Frantic search for survivors after dozens killed in Indonesia earthquake
A strong undersea earthquake rocked Indonesia's Aceh province early on Wednesday, killing nearly 100 people and sparking a frantic rescue effort in the rubble of dozens of collapsed and damaged buildings.
Major General Tatang Sulaiman, chief of the army in Aceh province, said at least 97 people had died while four others were pulled from the rubble alive. Another four or five were still believed to be buried, but it was not known if they were dead or alive.
"Hopefully we would be able to finish the evacuation from the rubble before sunset," said Maj Gen Sulaiman.
The rescue effort involving thousands of villagers, soldiers and police was concentrated on Meureudu, a severely affected town in Pidie Jaya district.
Excavators were trying to remove debris from shop houses and other buildings where people were believed to have been buried. TV footage showed rescuers in orange uniforms shining torches into the interiors of broken buildings as they searched for signs of life.
The National Disaster Mitigation Agency said 273 people were injured, about a quarter of them seriously. Some 245 buildings were seriously damaged or destroyed, mostly in Pidie Jaya, including 14 mosques and the remainder largely dwellings and shop houses. Roads also cracked and power poles toppled over.
Aiyub Abbas, the chief of Pidie Jaya district, which is 11 miles (18km) south-west of the epicentre, said there was urgent need for excavation equipment to move heavy debris and emergency supplies. Footage showed rescue personnel taking bodies in black bags away from the rubble.

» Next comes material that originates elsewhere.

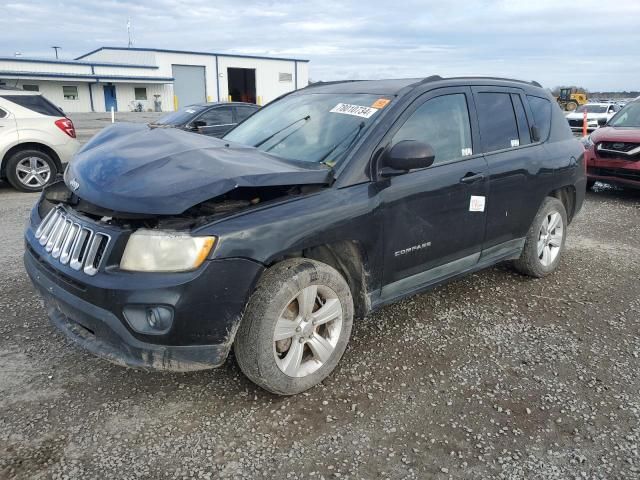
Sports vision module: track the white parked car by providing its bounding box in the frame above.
[567,102,621,132]
[0,89,80,192]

The US Geological Survey said the shallow 6.5 magnitude earthquake which struck at 5.03am local time (2203 GMT Tuesday) was centred about 12 miles (19km) south-east of Sigli, a town on the northern tip of Aceh, at a depth of 11 miles (18km). It did not generate a tsunami.

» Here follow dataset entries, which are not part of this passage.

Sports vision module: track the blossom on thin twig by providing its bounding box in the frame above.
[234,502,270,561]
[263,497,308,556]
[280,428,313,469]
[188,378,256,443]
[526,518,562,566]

For Acehnese, the quake was a terrifying reminder of their region's vulnerability to natural disasters. More than 100,000 died in Aceh after the earthquake on December 26 2004 triggered a devastating tsunami.

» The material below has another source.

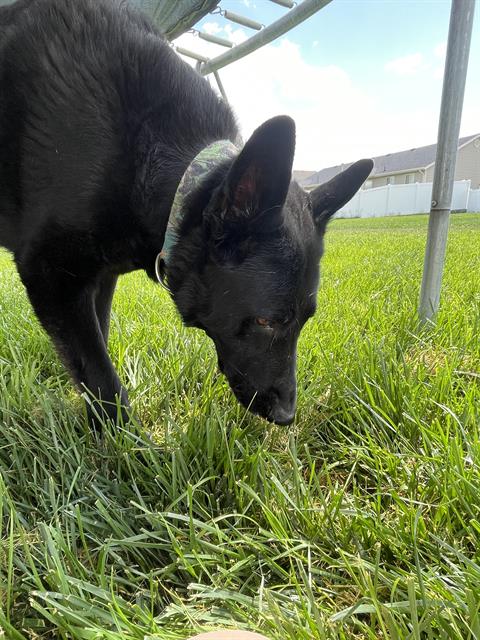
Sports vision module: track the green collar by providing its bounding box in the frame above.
[155,140,238,288]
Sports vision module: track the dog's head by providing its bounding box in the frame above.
[169,116,372,424]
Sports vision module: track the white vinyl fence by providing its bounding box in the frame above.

"It was very bad, the tremors felt even stronger than 2004 earthquake," said Musman Aziz, a Meureudu resident. "I was so scared the tsunami was coming."
In the capital, Jakarta, President Joko "Jokowi" Widodo said he has ordered all government agencies to take part in the rescue efforts. The Red Cross Indonesia has deployed emergency response teams and advertised bank accounts for donations. The International Organisation for Migration said it had sent an assessment team to Aceh.
Seaside resident Fitri Abidin in Pidie Jaya said she fled with her husband and wailing children to a nearby hill after the quake jolted the family awake early in the morning. They stayed there for several hours until authorities reassured them there was no tsunami risk.
"It terrified me. I was having difficulty breathing or walking," said Ms Abidin.
She said her husband grabbed hold of her and carried her out of the house.
The family's home did not collapse but some neighbours' properties did and Ms Abidin is afraid three friends were buried in building collapses.
In Pidie Jaya's neighbouring district of Bireuen, a teacher at an Islamic building school died after being hit by falling debris, said health worker Achmad Taufiq.
Residents of the nearby town of Lhokseumawe ran out of their houses in panic during the quake and many people fled to higher ground.
The world's largest archipelago, Indonesia is prone to earthquakes due to its location on the Pacific "Ring of Fire", an arc of volcanoes and fault lines in the Pacific Basin.
The 2004 quake and tsunami killed a total of 230,000 people in a dozen countries, most of them in Aceh.